SEO Tutorial | Understanding Site Architecture with Xenu and Excel

One of the often under-considered factors for a strong SEO strategy is the site’s architecture and its affect on the PageRank flow through a site. We know that PageRank dissipates as we get further from the home page, but our conceptualization of page depth is clouded by the modern website’s sidebars, dynamically updating widgets, site-wide footers, and more. The difficulty in assessing a site’s architecture is compounded with very large sites with rich histories, especially as an SEO working for an agency where there is a need to develop a strong understanding of a new client’s site relatively quickly.

There are a few things the SEO can do to quickly get a sense of how the search engine might crawl and discover deep pages aside from opening Firefox, disabling JavaScript, setting User Agent to Googlebot, and clicking around starting from the home page. Let’s discuss a few of these options:

Google Webmaster Tools

One such tool that doesn’t fail to disappoint time and again is the Webmaster Tools ‘Internal Links’ report. Within this report we can get a look at which pages are linking to which, and get a count of internal links to any individual page. Unfortunately, the data is sampled (and often misleading) and does not report page depth.

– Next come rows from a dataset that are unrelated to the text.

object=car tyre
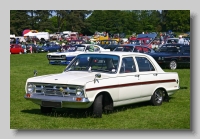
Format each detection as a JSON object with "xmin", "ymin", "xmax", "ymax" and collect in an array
[
  {"xmin": 169, "ymin": 60, "xmax": 177, "ymax": 70},
  {"xmin": 40, "ymin": 106, "xmax": 53, "ymax": 113},
  {"xmin": 151, "ymin": 89, "xmax": 164, "ymax": 106},
  {"xmin": 93, "ymin": 95, "xmax": 103, "ymax": 118}
]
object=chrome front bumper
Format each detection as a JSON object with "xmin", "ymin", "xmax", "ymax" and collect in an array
[{"xmin": 24, "ymin": 94, "xmax": 93, "ymax": 108}]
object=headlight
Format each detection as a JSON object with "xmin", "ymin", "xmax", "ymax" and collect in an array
[
  {"xmin": 27, "ymin": 83, "xmax": 36, "ymax": 93},
  {"xmin": 158, "ymin": 57, "xmax": 164, "ymax": 60},
  {"xmin": 61, "ymin": 55, "xmax": 66, "ymax": 58},
  {"xmin": 76, "ymin": 87, "xmax": 84, "ymax": 96}
]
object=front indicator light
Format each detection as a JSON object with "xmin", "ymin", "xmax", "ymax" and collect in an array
[{"xmin": 76, "ymin": 97, "xmax": 82, "ymax": 101}]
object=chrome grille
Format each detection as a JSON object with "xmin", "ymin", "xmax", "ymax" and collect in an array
[{"xmin": 35, "ymin": 84, "xmax": 76, "ymax": 97}]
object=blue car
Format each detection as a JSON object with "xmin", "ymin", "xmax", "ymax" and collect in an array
[{"xmin": 147, "ymin": 43, "xmax": 190, "ymax": 70}]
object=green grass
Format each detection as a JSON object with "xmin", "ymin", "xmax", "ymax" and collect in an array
[{"xmin": 10, "ymin": 53, "xmax": 191, "ymax": 130}]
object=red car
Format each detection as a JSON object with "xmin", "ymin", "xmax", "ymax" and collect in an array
[{"xmin": 10, "ymin": 44, "xmax": 24, "ymax": 54}]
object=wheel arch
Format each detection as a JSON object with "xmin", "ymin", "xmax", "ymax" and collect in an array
[
  {"xmin": 152, "ymin": 86, "xmax": 169, "ymax": 102},
  {"xmin": 94, "ymin": 91, "xmax": 113, "ymax": 110}
]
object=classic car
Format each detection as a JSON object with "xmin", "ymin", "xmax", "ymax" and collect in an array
[
  {"xmin": 38, "ymin": 42, "xmax": 61, "ymax": 52},
  {"xmin": 47, "ymin": 44, "xmax": 109, "ymax": 65},
  {"xmin": 113, "ymin": 44, "xmax": 155, "ymax": 53},
  {"xmin": 165, "ymin": 38, "xmax": 189, "ymax": 44},
  {"xmin": 26, "ymin": 44, "xmax": 38, "ymax": 53},
  {"xmin": 135, "ymin": 33, "xmax": 157, "ymax": 48},
  {"xmin": 24, "ymin": 51, "xmax": 179, "ymax": 118},
  {"xmin": 10, "ymin": 44, "xmax": 24, "ymax": 54},
  {"xmin": 68, "ymin": 39, "xmax": 86, "ymax": 44},
  {"xmin": 98, "ymin": 39, "xmax": 120, "ymax": 51},
  {"xmin": 148, "ymin": 44, "xmax": 190, "ymax": 70}
]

Google Webmaster Tools Internal Link Report

Black Widow

Black Widow by SoftBytes will crawl through your site discovering new pages link by link. The biggest benefit of Black Widow is the Windows Explorer-like visualization of site architecture:

SoftBytes' Black Widow offers a nice site architecture visualization

Xenu

Xenu is a great tool for discovering broken links by doing a full site crawl much like Black Widow. Additionally, Xenu reports “LEVEL” and “LINKS IN”, which are particularly useful for developing a site architecture understanding. After running a full crawl, I like to import the results into Microsoft Excel and do some quick manipulation to rate the internal link juice that flows into each page. I have found that this has enabled me to get a quick sense of the site’s architecture in a pretty painless and repeatable manner. This process is what I’ll be detailing in this blog post:

Step 1: Run Your Crawl

We won’t need anything but links to internal pages crawled. You can speed up a crawl significantly be allowing Xenu to crawl only the pages that matter. That is, if you’d like to crawl only the www subdomain, you should specify so in Xenu, as crawling the root domain could take a lot more time.

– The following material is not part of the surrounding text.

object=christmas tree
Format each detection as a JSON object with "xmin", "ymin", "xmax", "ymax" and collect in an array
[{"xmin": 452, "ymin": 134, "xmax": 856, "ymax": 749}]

Step 2: Import and Clean up Tab Separated File into Excel

After importing, remove all but the “Address”, “Type”, “Level”, and “Links In” columns. Next, we’ll remove all of the non-html pages by deleting all addresses that do not have a “Type” of text/html.

filter with excel
Use the above filter to show only non-text/html entries, then delete them all. Once the filter is removed, we’re left with just html pages.

Once we’ve done this we can delete the “Type” column, leaving us with “Address”, “Level” and “Links In”.

Because of various crawling oddities, many sites will include odd level counts. Unless you’re working with a MASSIVE site, most normal pages will not have a level higher than 10. Sort by level, and find that point where the levels begin to jump and/or non-important pages are crawled, and remove all thereafter.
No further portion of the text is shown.